Table of Contents:
Microbes in nature are commonly found in surface-associated communities, now often
referred to as biofilms, leading to drastically altered properties compared to planktonic cells. The
biofilm formation is strongly dependent on the environmental conditions such as nutrient and
oxygen supply. Its developmental program can be divided into several phases. Initial attachment
marks the onset of a bacterial life style switch, where single cells attach to a substratum initially in a
transiently associated manner before becoming permanently immobilized. The permanent
attachment sets the base for subsequent production of extracellular polymeric substances (biofilm
matrix) and biofilm formation. However, signals and regulatory events underlying these initial
processes are still mostly unknown.
The dissimilatory iron-reducing bacterium Shewanella oneidensis MR-1 forms biofilms in
hydrodynamic and static systems, reflecting different natural habitats. Under static conditions,
biofilm development occurs entirely different from hydrodynamically-grown biofilm as the cells
form a flexible sturdy network of cells without the characteristic three-dimensional structures that
are typical for flow-cell cultured biofilms.

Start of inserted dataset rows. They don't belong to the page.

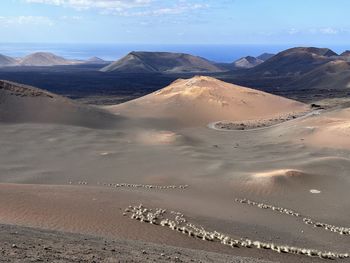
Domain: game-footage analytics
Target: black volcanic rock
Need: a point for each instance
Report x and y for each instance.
(247, 62)
(265, 56)
(25, 104)
(96, 60)
(7, 61)
(346, 53)
(294, 62)
(334, 75)
(44, 59)
(161, 62)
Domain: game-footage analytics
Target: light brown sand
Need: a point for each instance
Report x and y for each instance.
(274, 165)
(201, 100)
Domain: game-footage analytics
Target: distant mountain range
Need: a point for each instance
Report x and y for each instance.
(45, 59)
(161, 62)
(308, 70)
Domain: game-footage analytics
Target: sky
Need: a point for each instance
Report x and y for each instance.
(299, 22)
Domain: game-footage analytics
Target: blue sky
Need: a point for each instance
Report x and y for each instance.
(299, 22)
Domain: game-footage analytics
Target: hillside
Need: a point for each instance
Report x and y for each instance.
(6, 61)
(330, 76)
(161, 62)
(294, 61)
(200, 100)
(43, 59)
(247, 62)
(265, 56)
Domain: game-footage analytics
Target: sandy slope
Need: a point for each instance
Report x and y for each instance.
(201, 100)
(64, 177)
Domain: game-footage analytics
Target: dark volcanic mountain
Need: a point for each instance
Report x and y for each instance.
(23, 104)
(294, 62)
(161, 62)
(247, 62)
(265, 56)
(96, 60)
(334, 75)
(7, 61)
(44, 59)
(345, 53)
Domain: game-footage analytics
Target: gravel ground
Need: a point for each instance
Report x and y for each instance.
(20, 244)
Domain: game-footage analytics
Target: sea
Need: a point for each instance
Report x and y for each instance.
(110, 52)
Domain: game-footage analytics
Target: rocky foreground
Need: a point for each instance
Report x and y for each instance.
(19, 244)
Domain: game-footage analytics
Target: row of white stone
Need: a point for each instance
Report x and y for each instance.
(148, 186)
(180, 224)
(336, 229)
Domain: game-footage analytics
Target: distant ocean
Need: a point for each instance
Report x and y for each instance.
(217, 53)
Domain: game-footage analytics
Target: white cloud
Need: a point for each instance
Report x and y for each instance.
(101, 4)
(7, 21)
(329, 31)
(293, 31)
(129, 7)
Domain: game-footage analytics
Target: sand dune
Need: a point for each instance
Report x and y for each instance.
(201, 100)
(67, 177)
(161, 62)
(329, 130)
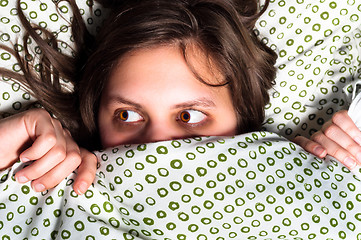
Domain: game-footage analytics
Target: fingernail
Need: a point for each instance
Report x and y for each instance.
(82, 188)
(22, 179)
(39, 187)
(350, 163)
(358, 140)
(319, 151)
(358, 157)
(24, 159)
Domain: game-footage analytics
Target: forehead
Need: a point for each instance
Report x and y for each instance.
(162, 75)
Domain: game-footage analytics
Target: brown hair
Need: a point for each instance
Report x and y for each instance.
(223, 29)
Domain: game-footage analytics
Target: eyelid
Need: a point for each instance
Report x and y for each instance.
(199, 123)
(118, 112)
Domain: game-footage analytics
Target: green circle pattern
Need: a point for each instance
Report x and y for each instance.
(283, 193)
(254, 186)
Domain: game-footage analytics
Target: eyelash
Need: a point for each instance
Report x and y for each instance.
(117, 116)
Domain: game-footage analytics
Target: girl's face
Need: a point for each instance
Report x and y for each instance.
(152, 95)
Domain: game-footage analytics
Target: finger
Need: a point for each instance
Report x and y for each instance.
(46, 162)
(57, 174)
(334, 149)
(86, 172)
(45, 133)
(310, 146)
(344, 121)
(343, 139)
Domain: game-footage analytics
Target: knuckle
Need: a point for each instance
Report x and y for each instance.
(50, 138)
(74, 157)
(330, 131)
(339, 116)
(317, 137)
(59, 152)
(338, 153)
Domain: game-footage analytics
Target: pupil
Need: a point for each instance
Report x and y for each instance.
(124, 115)
(186, 116)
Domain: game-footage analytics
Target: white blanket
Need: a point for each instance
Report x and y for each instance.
(253, 186)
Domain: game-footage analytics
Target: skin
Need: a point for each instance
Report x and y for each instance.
(42, 139)
(150, 93)
(338, 137)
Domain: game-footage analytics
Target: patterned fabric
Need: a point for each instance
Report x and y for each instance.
(254, 186)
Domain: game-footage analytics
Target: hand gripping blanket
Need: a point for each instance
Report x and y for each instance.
(252, 186)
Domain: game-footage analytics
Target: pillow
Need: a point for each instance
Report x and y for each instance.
(319, 49)
(253, 186)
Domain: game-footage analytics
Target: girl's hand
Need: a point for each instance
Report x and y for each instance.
(35, 135)
(338, 137)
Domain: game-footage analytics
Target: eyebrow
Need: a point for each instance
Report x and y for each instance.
(201, 102)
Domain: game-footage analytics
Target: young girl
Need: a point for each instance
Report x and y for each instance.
(158, 70)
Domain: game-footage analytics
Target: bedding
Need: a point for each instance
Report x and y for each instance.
(253, 186)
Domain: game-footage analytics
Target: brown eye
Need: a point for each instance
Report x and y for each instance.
(191, 116)
(185, 116)
(123, 115)
(129, 116)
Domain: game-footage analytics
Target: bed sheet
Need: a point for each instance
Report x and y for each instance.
(254, 186)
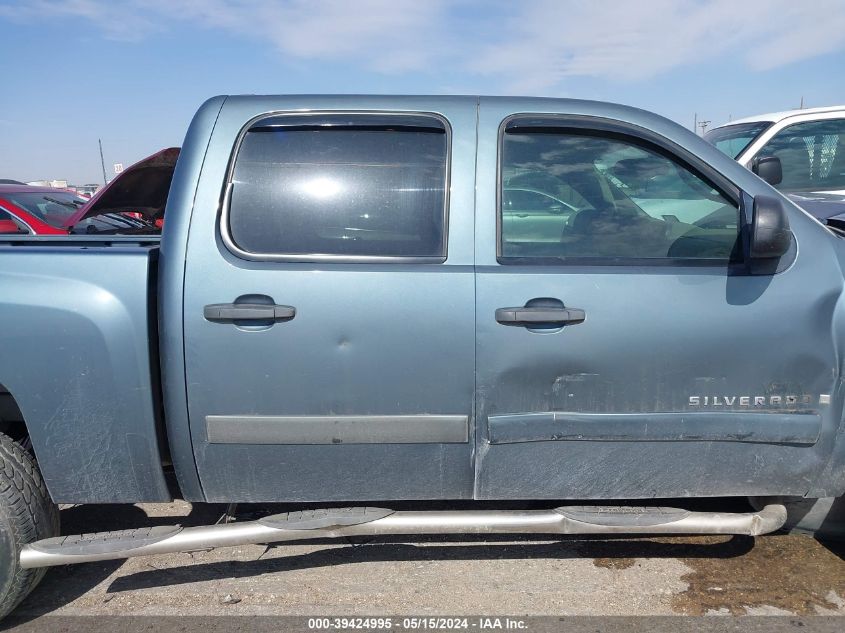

To identify genetic requirements for the cellular attachment – as first step in the biofilm
formation – in different environments through transcriptome analyses, a novel system for
harvesting surface-attached cells under hydrodynamic conditions was successfully established. The
microarray analyses of attached cells in static and hydrodynamic environments revealed that
transition between the planktonic compartment and the surface leads to dramatic changes in the
expression profile of the surface-associated cells. While reduction of motility and rapid adaption to
changes in oxygen levels represent an ubiquitous stage-specific genetic requirement, the initial
attachment of the cells can also entail substrate-specific genetic responses. Therefore, the
attachment to the redox-active substratum iron (hydr)oxide results in a drastically reduced synthesis
of cytochromes and transporters, but leads to the induction of stress-dependent sigma factors.
Hence, the genetic changes in initially attached S. oneidensis MR-1 cells improve the adaptation to the
sessile life style.
Following initial attachment, S. oneidensis MR-1 cells start forming biofilm structures and
are encased in a self-produced sticky biofilm matrix with extracellular DNA (eDNA) as a major
component. The eDNA not only serves as structural component in all stages of biofilm formation
under static and hydrodynamic conditions, but is also required for proper attachment of the cells in
different environments. The release of eDNA during early and later stages of biofilm formation is
mediated via cell lysis of a subpopulation of biofilm cells through the lytic activity of the three
S. oneidensis MR-1 prophages, MuSo1, MuSo2 and LambdaSo. However, mutant analyses and
infection studies revealed that only LambdaSo and MuSo2 form infectious phage particles. A
mutant lacking all three prophages is defective in all stages of biofilm formation. Thus, the
prophage-mediated lysis result in the release of crucial attachment- and biofilm-promoting factors,
in particular eDNA.
In addition to the function of eDNA, the role of two extracellular endonucleases, ExeM
and ExeS, was analyzed. While ExeM is involved in degrading external DNA as sole source of
phosphorus, ExeS does not seem to have a function in utilizing DNA in S. oneidensis MR-1.
However, both nucleases are likely to be involved in degrading eDNA within the matrix of
biofilms. This process is essential for detachment events in biofilms giving rise to viable planktonic
cells capable of attaching to non-occupied areas on the surface of the habitat.